Летом, когда фронт приблизился, немцев ждали в Вильно наверняка. И польские, и литовские, и белорусские националисты, мечтая об избавлении от русских, уже не скрывали своей немецкой ориентации. Все рабочие из числа моих знакомых тоже ждали, чтобы русских разбили. Туркевич, например, возвращаясь вместе со мной с работы, шептал мне всякий раз, оглянувшись:

— Ну, Матейка! Теперь скоро, скоро! Разобьют немцы русских, наступит в России второй тысяча девятьсот пятый год, и тогда самодержавию капут!

А среди наших рабочих можно было слышать и такие разговоры:

— У немцев культура!

— Промышленность поднимется!

— Немцы на пирогах спят, пирогами накрываются!

— У нас рубаха — рубль, у немцев — полтина!

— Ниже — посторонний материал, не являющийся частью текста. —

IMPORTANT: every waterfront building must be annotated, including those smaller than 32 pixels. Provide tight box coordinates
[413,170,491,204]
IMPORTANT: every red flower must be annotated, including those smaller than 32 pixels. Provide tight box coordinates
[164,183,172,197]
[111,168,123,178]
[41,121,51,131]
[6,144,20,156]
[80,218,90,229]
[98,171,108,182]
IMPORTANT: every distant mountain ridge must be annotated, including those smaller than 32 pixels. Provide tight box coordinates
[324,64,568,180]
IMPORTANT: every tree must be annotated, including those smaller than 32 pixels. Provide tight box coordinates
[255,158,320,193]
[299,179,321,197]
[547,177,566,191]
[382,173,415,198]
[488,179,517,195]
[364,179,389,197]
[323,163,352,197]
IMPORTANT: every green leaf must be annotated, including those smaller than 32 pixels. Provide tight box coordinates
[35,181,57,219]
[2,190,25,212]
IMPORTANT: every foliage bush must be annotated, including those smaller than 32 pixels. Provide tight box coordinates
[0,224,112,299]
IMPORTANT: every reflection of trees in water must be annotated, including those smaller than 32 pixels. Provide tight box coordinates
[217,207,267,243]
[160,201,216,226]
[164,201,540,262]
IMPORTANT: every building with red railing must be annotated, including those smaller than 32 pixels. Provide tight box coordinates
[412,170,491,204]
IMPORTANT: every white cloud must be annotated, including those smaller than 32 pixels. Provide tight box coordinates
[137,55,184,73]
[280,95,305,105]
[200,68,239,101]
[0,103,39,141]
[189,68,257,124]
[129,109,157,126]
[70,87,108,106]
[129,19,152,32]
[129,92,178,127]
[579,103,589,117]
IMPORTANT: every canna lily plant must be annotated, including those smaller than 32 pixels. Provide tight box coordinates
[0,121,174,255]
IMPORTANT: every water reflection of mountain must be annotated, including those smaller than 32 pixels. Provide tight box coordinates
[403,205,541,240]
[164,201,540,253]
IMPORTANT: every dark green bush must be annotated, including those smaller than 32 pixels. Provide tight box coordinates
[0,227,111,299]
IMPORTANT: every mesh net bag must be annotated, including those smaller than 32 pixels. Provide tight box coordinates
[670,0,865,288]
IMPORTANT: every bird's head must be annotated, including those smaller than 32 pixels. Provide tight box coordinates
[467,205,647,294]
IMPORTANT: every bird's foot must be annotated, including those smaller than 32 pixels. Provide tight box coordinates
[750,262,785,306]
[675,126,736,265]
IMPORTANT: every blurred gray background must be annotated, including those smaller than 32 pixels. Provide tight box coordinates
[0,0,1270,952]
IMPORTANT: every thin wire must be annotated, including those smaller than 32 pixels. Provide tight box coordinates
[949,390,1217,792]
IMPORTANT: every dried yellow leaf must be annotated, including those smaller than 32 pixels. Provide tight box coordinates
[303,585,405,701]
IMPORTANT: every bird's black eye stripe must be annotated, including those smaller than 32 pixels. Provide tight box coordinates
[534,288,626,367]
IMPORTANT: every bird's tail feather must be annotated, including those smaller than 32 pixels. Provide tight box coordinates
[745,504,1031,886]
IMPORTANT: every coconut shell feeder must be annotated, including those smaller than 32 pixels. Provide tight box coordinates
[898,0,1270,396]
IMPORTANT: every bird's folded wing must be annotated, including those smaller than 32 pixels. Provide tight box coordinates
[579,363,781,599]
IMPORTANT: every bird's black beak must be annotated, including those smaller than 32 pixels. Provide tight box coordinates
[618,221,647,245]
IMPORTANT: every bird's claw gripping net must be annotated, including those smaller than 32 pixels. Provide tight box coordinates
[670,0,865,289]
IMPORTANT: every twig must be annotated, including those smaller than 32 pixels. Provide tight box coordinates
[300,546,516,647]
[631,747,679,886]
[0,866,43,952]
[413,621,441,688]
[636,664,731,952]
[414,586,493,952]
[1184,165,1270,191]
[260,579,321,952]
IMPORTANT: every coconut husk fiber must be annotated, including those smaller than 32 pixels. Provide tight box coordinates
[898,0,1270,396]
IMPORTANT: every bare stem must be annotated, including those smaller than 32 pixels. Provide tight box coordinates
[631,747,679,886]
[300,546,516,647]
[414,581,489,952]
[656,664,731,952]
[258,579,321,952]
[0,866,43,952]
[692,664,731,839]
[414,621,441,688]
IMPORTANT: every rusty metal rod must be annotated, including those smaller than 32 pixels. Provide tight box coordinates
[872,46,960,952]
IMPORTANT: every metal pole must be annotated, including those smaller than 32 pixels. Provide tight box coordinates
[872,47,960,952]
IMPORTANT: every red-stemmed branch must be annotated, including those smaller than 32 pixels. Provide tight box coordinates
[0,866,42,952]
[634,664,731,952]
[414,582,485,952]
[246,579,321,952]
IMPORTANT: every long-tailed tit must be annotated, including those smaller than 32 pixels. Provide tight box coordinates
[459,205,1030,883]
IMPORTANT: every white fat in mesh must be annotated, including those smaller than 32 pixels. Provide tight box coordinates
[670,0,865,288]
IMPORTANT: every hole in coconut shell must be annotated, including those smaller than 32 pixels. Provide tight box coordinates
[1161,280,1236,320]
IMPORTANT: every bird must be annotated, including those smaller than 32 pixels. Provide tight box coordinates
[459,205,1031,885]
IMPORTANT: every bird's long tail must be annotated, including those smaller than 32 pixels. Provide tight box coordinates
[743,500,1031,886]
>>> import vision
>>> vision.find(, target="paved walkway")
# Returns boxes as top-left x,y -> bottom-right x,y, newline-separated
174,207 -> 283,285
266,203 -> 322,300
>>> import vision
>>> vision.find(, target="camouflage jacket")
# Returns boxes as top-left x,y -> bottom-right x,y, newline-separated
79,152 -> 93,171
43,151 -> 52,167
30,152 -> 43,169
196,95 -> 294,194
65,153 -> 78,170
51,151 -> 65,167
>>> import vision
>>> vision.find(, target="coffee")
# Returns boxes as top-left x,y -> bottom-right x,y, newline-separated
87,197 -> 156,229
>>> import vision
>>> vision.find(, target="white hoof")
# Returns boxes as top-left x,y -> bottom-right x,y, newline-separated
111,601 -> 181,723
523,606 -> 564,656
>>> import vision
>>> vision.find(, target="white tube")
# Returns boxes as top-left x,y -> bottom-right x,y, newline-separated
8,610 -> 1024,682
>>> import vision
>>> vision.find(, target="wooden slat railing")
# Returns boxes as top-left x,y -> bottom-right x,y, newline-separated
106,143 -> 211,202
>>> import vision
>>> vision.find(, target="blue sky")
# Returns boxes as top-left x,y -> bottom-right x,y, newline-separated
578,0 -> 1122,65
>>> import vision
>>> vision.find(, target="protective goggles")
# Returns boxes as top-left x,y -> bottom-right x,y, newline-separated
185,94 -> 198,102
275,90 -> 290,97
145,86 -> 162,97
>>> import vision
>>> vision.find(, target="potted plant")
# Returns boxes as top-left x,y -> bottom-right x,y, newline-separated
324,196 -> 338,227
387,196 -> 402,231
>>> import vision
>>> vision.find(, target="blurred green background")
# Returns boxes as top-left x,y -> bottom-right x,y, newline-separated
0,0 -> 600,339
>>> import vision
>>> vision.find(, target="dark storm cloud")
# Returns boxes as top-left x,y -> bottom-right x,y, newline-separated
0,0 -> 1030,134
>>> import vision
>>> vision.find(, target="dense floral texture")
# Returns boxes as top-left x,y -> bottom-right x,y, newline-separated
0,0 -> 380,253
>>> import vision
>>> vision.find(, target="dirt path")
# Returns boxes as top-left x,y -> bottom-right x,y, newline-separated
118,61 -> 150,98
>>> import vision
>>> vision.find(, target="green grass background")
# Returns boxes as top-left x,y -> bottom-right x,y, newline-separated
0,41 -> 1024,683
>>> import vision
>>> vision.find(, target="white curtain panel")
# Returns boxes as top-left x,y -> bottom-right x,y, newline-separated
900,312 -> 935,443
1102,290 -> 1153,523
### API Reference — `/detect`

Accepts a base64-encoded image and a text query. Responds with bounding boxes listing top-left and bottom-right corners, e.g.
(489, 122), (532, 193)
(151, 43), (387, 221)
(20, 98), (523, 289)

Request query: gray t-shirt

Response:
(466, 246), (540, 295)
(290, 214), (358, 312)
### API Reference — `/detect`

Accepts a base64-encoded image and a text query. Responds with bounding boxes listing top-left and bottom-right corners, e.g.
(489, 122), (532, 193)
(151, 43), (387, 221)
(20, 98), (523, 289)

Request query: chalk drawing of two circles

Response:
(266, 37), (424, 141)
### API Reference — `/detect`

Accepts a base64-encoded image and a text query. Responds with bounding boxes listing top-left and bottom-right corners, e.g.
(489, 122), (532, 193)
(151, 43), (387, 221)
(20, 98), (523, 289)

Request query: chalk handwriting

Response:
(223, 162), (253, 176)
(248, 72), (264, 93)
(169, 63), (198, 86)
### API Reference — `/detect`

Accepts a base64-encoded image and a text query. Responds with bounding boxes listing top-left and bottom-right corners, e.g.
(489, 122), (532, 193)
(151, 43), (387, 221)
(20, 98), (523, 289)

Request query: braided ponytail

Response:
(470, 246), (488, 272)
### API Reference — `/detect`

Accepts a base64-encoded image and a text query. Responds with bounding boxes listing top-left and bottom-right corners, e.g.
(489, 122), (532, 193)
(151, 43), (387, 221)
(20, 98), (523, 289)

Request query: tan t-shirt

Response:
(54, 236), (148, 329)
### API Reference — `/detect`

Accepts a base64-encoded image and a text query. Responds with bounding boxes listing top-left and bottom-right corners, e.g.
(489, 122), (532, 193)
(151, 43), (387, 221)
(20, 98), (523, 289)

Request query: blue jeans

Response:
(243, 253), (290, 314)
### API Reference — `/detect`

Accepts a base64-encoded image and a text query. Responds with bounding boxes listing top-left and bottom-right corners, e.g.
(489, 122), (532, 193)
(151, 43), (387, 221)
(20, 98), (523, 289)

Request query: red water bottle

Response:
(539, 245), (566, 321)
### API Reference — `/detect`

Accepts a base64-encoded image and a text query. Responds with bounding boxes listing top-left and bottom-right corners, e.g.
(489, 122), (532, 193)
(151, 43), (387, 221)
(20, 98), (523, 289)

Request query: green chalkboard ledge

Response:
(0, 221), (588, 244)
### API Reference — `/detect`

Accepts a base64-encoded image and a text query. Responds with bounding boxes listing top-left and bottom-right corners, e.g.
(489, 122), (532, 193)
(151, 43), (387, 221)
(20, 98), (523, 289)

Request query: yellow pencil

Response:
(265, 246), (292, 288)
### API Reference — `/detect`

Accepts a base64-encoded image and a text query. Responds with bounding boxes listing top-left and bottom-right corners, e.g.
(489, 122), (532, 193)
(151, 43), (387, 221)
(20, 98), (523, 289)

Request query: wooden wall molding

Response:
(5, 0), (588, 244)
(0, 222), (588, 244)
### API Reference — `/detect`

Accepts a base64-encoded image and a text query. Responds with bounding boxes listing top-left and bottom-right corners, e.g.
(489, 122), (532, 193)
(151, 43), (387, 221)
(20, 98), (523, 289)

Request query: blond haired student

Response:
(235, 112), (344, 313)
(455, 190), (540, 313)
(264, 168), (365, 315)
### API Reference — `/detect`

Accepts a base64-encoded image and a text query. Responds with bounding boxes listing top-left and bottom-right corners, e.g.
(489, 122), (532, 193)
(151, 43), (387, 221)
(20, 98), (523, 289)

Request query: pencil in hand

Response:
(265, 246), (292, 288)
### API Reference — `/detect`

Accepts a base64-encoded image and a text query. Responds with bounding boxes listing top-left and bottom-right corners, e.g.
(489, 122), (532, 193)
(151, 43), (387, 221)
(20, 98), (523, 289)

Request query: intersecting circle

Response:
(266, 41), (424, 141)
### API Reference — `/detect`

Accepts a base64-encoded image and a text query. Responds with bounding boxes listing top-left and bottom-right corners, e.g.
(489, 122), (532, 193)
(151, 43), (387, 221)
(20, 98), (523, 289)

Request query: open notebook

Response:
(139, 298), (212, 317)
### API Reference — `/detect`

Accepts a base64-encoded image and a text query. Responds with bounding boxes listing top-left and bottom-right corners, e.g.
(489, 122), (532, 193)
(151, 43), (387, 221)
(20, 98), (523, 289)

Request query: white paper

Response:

— У нас платочек — гривенник, у немцев — три копейки!

* * *

С особенным нетерпением ждал немцев мой новый сожитель — Ромусь Робейко, так как скрывался от призыва. Место прятаться он выбрал у меня, старую квартиру оставил и в домовой книге велел отметить, что выехал в Москву. В мастерской он появлялся затемно, только чтобы взять работу.

У меня в комнате он лишь ночевал. А дамские туфли, по части которых он был большой специалист, шил на чердаке нашего дома, устроившись у слухового окна. Там же на всякий случай поставил себе топчан, если придется провести ночь. Второе ложе смастерил в погребе, под нашей кухней. Практичным оказался человеком.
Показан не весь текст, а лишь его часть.